There’s an unprecedented level of calm across the markets, whether it’s measured by the low volatility in US stocks or G7 currencies. Economies across the world are growing steadily, and interest rates are still historically low — a desirable combo some strategists like to call “Goldilocks.”
Major credit for that apparent stability goes to central banks and their several years of low interest rates and large bond purchases, according to Macquarie’s Viktor Shvets and Chetan Seth.
However, that also means any policy mistake could undo their efforts and shake up the global economy. They’ve created “what is essentially a long-term ‘doomsday’ machine,” Shvets said in a note on Monday.
“We remain constructive on financial assets (both equities and bonds), not because we expect a return to self-sustaining private sector led recovery and growth but because we believe that an ongoing financialization is the only politically and socially acceptable answer,” Shvets wrote. “In our view, therefore, the greatest risk is one of policy miscalculation.”
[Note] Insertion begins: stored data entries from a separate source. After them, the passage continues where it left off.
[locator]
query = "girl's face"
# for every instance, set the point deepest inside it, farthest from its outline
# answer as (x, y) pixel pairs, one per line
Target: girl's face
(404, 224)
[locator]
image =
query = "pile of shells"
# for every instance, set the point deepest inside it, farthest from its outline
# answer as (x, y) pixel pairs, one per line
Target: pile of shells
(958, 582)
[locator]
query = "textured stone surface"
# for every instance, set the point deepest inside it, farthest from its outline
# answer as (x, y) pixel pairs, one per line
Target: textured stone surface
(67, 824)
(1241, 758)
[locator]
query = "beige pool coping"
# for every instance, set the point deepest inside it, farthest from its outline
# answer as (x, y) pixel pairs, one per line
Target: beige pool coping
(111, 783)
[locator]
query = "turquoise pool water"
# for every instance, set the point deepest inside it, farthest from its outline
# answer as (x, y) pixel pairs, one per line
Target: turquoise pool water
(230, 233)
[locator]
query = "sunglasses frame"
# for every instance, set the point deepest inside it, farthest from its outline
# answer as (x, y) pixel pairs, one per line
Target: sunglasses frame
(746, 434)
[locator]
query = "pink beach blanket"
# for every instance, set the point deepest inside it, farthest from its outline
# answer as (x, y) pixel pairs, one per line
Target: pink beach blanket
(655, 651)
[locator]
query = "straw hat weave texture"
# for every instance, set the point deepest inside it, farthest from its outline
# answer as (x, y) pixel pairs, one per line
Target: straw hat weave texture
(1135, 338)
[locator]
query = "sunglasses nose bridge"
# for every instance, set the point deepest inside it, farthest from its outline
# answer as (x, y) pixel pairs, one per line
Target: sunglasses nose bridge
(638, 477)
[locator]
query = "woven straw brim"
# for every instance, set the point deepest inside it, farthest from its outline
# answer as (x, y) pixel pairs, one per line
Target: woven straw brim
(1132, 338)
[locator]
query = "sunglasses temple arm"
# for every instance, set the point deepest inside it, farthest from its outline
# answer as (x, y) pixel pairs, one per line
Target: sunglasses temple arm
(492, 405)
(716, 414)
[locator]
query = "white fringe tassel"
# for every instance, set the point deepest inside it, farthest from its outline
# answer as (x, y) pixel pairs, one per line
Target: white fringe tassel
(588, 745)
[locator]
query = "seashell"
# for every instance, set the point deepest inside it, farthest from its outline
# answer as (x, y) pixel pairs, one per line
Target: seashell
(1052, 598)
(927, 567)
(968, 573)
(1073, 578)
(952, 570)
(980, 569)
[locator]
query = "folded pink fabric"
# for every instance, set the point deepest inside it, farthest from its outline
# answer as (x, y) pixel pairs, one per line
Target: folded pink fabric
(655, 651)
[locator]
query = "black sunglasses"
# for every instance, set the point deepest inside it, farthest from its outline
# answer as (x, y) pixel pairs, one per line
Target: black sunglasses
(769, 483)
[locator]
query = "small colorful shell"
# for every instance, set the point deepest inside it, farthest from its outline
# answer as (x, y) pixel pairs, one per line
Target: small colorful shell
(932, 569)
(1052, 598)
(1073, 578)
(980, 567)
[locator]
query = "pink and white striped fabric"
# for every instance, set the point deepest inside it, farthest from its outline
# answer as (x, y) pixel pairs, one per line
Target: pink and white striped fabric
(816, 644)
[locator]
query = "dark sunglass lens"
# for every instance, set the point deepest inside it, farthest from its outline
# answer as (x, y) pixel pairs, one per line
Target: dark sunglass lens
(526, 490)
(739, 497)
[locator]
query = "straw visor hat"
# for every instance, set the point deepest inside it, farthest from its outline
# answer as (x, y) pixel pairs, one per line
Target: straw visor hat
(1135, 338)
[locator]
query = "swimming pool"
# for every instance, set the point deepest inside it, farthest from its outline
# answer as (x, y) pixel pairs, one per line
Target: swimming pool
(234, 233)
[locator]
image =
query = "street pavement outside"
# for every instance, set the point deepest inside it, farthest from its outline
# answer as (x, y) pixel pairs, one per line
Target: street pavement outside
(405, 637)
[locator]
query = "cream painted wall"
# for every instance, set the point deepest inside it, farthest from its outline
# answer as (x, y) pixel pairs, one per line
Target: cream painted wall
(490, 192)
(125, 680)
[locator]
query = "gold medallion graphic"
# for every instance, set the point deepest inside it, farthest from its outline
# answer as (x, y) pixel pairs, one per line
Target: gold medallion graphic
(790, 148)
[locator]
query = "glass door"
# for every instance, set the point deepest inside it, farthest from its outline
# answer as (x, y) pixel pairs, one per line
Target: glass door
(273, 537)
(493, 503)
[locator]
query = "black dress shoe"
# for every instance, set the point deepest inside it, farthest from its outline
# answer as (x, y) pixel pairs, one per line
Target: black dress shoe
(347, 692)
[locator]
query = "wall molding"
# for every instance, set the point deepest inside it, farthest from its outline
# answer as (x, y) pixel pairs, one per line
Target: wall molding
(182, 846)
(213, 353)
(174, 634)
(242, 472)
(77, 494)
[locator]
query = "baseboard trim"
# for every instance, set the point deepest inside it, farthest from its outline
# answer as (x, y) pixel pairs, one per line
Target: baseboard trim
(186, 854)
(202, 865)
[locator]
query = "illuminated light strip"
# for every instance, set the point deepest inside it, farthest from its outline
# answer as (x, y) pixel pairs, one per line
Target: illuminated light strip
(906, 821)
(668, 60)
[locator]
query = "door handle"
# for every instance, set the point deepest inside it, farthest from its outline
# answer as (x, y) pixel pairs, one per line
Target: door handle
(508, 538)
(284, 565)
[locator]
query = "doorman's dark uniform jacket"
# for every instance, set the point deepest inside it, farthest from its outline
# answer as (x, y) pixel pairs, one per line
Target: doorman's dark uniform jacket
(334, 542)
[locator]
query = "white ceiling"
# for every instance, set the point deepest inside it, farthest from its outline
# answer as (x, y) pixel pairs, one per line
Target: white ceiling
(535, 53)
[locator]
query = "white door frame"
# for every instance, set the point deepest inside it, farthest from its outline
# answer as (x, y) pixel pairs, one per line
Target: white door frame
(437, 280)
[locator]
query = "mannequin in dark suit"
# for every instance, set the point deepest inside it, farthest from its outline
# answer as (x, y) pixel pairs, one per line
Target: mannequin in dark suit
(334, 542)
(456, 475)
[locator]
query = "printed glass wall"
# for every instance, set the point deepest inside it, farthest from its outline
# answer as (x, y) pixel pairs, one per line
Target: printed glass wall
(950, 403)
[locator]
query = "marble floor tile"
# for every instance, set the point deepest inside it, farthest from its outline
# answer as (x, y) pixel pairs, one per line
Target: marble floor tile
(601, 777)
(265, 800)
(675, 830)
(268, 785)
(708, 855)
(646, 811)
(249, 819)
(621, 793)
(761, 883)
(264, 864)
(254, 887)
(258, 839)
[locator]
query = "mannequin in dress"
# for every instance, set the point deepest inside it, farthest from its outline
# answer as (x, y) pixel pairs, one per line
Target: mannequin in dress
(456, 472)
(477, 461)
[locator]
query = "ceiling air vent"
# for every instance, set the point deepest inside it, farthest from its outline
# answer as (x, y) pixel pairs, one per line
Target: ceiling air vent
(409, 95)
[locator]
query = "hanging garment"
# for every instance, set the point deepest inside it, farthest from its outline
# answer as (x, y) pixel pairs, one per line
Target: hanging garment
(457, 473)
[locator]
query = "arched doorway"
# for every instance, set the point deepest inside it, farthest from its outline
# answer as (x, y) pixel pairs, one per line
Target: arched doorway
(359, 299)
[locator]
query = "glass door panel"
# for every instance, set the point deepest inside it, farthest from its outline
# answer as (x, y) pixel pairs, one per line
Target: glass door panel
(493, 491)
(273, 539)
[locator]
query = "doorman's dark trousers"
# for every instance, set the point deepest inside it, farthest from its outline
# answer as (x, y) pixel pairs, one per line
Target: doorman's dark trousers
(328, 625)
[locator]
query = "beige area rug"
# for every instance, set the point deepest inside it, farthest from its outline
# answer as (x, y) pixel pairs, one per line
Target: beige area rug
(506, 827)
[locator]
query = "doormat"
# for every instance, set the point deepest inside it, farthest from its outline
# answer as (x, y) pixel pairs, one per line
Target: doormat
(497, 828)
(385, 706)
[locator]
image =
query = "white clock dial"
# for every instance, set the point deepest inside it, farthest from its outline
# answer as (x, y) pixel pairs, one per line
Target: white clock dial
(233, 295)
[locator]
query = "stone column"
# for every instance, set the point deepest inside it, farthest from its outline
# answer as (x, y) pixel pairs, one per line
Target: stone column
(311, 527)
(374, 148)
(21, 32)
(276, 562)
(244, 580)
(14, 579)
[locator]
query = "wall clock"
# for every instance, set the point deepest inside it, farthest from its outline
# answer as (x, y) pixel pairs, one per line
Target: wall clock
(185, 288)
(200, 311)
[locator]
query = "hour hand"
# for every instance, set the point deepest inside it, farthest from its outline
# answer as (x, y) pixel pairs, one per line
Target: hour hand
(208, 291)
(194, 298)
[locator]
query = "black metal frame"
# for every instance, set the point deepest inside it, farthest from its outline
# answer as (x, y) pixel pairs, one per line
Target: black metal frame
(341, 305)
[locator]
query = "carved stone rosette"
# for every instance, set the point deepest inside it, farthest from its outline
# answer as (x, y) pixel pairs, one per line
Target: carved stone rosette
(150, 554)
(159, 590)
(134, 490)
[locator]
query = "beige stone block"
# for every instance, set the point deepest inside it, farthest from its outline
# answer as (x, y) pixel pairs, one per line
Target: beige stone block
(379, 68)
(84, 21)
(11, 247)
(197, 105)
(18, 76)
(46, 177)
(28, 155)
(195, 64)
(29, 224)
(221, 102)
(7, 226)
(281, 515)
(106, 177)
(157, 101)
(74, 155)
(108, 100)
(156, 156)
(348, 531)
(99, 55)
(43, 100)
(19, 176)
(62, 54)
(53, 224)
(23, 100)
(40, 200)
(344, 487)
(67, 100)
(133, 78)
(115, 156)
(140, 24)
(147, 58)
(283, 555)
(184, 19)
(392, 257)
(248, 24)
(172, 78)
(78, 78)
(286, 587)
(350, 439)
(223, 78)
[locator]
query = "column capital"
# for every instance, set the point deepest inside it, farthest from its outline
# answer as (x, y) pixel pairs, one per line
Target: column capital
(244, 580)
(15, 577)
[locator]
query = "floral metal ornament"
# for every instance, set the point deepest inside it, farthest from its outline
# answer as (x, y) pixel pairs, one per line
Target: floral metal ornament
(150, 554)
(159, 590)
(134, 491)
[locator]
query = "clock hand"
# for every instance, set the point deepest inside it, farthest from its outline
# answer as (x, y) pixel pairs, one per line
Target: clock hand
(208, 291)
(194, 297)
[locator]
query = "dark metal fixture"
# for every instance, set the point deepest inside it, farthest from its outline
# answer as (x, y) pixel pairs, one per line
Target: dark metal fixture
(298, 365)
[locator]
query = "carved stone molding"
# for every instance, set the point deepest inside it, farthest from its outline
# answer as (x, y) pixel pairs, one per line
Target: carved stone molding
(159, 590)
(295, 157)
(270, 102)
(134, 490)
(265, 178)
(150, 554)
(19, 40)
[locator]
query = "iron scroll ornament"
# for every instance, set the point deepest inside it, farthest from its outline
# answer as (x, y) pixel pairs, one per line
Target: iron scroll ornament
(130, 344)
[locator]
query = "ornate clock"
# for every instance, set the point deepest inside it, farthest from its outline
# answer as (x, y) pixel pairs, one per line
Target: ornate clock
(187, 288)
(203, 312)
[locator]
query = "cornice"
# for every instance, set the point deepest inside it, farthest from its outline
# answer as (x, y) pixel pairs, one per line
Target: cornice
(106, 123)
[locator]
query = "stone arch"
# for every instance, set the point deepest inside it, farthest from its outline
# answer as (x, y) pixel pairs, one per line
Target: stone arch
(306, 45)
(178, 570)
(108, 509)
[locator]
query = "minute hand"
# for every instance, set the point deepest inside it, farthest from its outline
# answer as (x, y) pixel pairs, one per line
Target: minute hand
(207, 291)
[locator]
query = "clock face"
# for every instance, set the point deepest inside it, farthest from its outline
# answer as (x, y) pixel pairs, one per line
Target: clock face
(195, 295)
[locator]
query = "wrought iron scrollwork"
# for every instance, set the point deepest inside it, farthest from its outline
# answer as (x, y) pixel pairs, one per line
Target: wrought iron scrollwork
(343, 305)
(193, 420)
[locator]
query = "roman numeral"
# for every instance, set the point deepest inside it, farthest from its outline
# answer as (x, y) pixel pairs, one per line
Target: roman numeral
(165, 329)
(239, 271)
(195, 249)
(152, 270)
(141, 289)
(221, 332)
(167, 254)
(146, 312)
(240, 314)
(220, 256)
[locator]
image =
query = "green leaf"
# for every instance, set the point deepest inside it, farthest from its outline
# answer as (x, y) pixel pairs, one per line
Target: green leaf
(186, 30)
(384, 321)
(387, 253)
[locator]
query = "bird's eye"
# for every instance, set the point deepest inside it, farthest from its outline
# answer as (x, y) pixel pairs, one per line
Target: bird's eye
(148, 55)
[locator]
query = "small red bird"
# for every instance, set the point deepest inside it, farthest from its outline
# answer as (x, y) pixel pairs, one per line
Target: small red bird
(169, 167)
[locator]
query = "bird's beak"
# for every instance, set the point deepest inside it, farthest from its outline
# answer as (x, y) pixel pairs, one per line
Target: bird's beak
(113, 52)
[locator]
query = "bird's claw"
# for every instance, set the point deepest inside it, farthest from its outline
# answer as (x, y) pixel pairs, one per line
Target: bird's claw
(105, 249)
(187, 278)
The reflation trade in US stocks was jolted after the election, when Wall Street bet that the Fed would get a helping hand from fiscal policy and tax cuts. With that, economic growth and inflation were expected to pick up. But fumbles over healthcare reform showed that this could take longer than expected.
Even if there’s eventually implementation, Shvets doesn’t see any resulting economic growth as a result of higher consumption and business spending.
“Unfortunately, we do not see evidence that velocity of money is improving and neither are there signs that sectoral balances are moving towards sustainably higher private spending while core inflationary pulse remains weak,” Shvets wrote.
“We continue to view China’s leveraging and CBs’ injections of liquidity and suppression of volatilities as the key drivers of global reflation. We also maintain that it is unlikely that the Trump administration policies will lead to any sustained gain in either consumption, investment or current-account deficits.”
In short, the slightest mistake by central banks or China could be disastrous.